I sat in church last night listening to a sermon on the Atonement and as I heard the pastor read certain scriptures about my Savior my heart and soul were stirred with deep affection, sorrow and delight. As I glanced around the room, it was as if everyone was listening to an old story that they had heard their grandpa tell a million times, and frankly, they were bored stiff, but politely listened.
On my way home, a great sorrow filled my heart and I pleaded with the Lord, "Please, please, Lord--revive your people".
At times, I feel very alone and wonder if anyone else is noticing this. As I was asking the Lord to show me if my spirit is too critical towards others or if my perspective is skewed, I received these quotes in a daily devotion. Thank you Lord for your caring encouragement and letting me know that others in the body are also seeing what I am seeing and writing about it.
“I ask myself, I ask you: where is the ‘Oh’ in our response to God? Where is the intensity of awe and amazement that a true knowledge of the Holy One of Israel ought to evoke? Much of the church has lost the ‘Oh’ in her relationship with and response to God. Do you want to know why so many believers are muddling through the Christian life, just trying to stay out of hell and to get by with as little discomfort and risk as possible? It is because when they think of God, instead of ‘Oh’ their response is a ‘Who?’ of ignorance, or a ‘Huh?’ of disinterest, or a ‘So what?’ of indifference.
It isn’t exclamatory excitement but a religious snore that emanates from the soul of so many in the church today when the character of God is at issue.
It grieves me to say this, but the primary reason people are in bondage to sin is because people are bored with God. One of Satan’s most effective tactics is to convince us that God is a drag. And the church has contributed in its own way to this dismal image that God has among His people.”
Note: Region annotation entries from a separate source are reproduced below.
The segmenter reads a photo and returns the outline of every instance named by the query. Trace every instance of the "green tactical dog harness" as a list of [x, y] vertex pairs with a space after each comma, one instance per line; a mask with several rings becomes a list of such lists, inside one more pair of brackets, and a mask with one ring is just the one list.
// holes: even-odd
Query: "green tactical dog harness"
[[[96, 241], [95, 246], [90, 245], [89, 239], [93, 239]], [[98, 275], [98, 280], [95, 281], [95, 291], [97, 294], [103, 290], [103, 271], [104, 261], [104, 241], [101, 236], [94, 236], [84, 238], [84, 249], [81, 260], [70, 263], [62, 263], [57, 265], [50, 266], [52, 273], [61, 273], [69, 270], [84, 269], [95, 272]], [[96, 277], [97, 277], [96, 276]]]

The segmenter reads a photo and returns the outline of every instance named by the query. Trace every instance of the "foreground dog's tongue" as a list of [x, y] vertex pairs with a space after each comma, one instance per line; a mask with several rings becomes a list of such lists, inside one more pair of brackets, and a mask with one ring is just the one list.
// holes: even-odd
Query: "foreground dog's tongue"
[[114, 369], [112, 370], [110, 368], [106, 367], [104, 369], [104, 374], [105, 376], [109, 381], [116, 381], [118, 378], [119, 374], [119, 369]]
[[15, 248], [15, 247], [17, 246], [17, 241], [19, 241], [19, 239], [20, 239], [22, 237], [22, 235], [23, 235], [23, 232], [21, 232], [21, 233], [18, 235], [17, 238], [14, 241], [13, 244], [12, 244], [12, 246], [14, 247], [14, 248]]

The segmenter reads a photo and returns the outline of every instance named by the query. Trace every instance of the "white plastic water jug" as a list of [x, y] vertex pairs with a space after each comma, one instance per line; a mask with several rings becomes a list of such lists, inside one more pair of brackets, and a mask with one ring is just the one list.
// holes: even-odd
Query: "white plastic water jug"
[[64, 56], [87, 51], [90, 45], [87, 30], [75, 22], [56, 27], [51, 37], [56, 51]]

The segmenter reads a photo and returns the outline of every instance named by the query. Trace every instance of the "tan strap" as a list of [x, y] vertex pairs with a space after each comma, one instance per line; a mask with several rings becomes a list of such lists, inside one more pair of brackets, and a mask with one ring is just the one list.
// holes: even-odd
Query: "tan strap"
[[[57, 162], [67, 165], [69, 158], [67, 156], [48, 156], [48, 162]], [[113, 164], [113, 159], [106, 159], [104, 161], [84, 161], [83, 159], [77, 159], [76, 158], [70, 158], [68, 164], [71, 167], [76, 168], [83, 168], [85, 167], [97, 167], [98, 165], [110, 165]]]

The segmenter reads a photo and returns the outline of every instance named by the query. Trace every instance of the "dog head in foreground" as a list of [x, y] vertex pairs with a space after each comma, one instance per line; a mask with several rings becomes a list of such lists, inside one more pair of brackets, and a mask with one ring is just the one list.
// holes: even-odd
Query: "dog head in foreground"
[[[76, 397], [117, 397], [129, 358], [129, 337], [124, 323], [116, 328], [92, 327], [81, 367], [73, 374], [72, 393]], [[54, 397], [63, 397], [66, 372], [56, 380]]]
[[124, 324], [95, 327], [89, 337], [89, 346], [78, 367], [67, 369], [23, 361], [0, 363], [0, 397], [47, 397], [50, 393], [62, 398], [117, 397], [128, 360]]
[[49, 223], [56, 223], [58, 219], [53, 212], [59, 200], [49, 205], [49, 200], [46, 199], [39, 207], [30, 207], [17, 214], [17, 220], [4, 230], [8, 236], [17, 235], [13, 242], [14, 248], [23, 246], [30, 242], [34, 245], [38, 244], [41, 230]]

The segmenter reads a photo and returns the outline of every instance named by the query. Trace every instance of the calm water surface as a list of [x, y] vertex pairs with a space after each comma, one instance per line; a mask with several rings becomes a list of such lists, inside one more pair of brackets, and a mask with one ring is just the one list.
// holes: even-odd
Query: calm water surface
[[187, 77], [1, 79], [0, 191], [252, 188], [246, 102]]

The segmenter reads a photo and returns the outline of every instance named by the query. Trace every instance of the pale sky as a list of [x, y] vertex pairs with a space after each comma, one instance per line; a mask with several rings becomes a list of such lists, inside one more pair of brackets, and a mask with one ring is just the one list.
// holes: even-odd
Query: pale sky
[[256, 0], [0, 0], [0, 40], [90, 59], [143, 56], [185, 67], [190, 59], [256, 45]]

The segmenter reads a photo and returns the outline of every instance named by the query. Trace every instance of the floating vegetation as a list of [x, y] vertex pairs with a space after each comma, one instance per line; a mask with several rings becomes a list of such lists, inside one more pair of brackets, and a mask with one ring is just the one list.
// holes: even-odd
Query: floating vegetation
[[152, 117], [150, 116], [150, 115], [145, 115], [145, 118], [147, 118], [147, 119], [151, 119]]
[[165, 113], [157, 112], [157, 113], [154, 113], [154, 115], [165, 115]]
“If we belong to a reigning, ever-present, all-powerful Lord, who possesses all authority in heaven and on earth, then should we not expect to see Him do what would cause us to have, in the words of A. W. Tozer, ‘astonished reverence’? Should we not experience, again in Tozer’s words, ‘admiration to the point of wonder and delight’? Should we not be renewed again and again by glimpses of His glory with us?”